BY Soko Directory Team · April 21, 2018 09:04 am

Username Investment CEO Reuben Kimani has urged the Government to consider Inclusionary Zoning as part of the strategy to offer affordable homes to all Kenyans.

The CEO who spoke during the 26th Kenyans Homes Expo, where Username scooped the 1st Prize as the best Land Investment Company, stated that it was time the Kenyan Government considered borrowing housing ideas from states which have been successful in ending their housing crises.

“It is possible to borrow from Maryland’s Inclusionary Zoning model, which has helped the state reduce homelessness to less than 3,000 people. To make affordable housing, which is part of the Big Four Agenda a reality, policymakers will have to enact a Moderately Priced Dwelling Unit Program, which would require developers of mass housing units to incorporate a percentage of low-cost housing in their projects,” he said.

What Reuben was referring to was a 1974 housing law passed by the County of Montgomery, in Maryland, where builders asking for permits, site plan approvals, and sub-divisional approvals to create more than 50 housing units, would have to ensure 15 percent of the units were low-cost.

He said that to make the plan attractive to private developers, the government should consider incentives such as density bonuses, lower land rates, tax relief, and provision of alternative low-cost building materials in addition to the buy-back proposal made by Housing Principal Secretary, Charles Mwaura.

“If the Housing Ministry assures developers that they will ease their construction cost, and also buy back the units that do not sell after construction, more people in the private sector will be willing to partner with the government in making affordable housing a reality,” he added.

The current housing shortage in the country stands at 2 million units. The proposed housing agenda is set to create 500,000 low-income housing units by 2022, which still leaves a deficit of one and a half million housing units.

According to Reuben, other Countries have found ways of getting private developers involved in solving the housing crisis for low-income earners. He says that this has benefitted them in eliminating informal settlements (slums), ending homelessness and creating communities which are income integrated.

“Of course, there will be the challenge of high-income earners wanting to take up these units, but lawmakers can have laws enacted restricting the income gap which one needs to occupy in order to be eligible for the low-income units. We need to define low income by looking at the median household salary earned in each Kenyan town and having households which fall below this threshold getting these units.”

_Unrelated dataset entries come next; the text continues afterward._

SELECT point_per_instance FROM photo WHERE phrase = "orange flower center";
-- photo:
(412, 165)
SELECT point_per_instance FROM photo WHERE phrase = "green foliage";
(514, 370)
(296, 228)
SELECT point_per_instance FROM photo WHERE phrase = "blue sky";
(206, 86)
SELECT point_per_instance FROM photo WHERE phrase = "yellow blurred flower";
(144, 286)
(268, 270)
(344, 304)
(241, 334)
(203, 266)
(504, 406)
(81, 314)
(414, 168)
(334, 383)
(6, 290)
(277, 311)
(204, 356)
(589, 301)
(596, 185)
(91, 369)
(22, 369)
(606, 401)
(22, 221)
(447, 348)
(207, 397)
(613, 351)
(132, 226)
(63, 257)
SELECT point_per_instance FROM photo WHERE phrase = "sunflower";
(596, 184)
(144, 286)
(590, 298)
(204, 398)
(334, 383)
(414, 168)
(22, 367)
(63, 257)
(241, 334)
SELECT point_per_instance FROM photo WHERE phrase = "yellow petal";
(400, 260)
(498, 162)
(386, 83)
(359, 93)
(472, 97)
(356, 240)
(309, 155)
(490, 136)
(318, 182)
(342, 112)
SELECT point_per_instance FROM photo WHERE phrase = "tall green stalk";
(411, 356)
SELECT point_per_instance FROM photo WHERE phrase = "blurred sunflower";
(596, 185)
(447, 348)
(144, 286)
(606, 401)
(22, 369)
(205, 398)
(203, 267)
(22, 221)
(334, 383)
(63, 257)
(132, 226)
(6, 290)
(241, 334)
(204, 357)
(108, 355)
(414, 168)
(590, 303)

Addressing the ongoing competition between the NHC and the private sector in the provision of housing, Reuben stated that it was time the two sectors came together and created a workable partnership which will result in low-income Kenyans being able to afford homes.

He made a call to the government to offer infrastructures such as access roads, electricity, clean drinking water and fast approval of construction permits, saying that it would make developing mass housing more proactive.

“Most of the houses being constructed by private developers only benefit middle and high-income earners. To make Affordable Living a reality for all Kenyans, the Government must partner with private developers,” he concluded.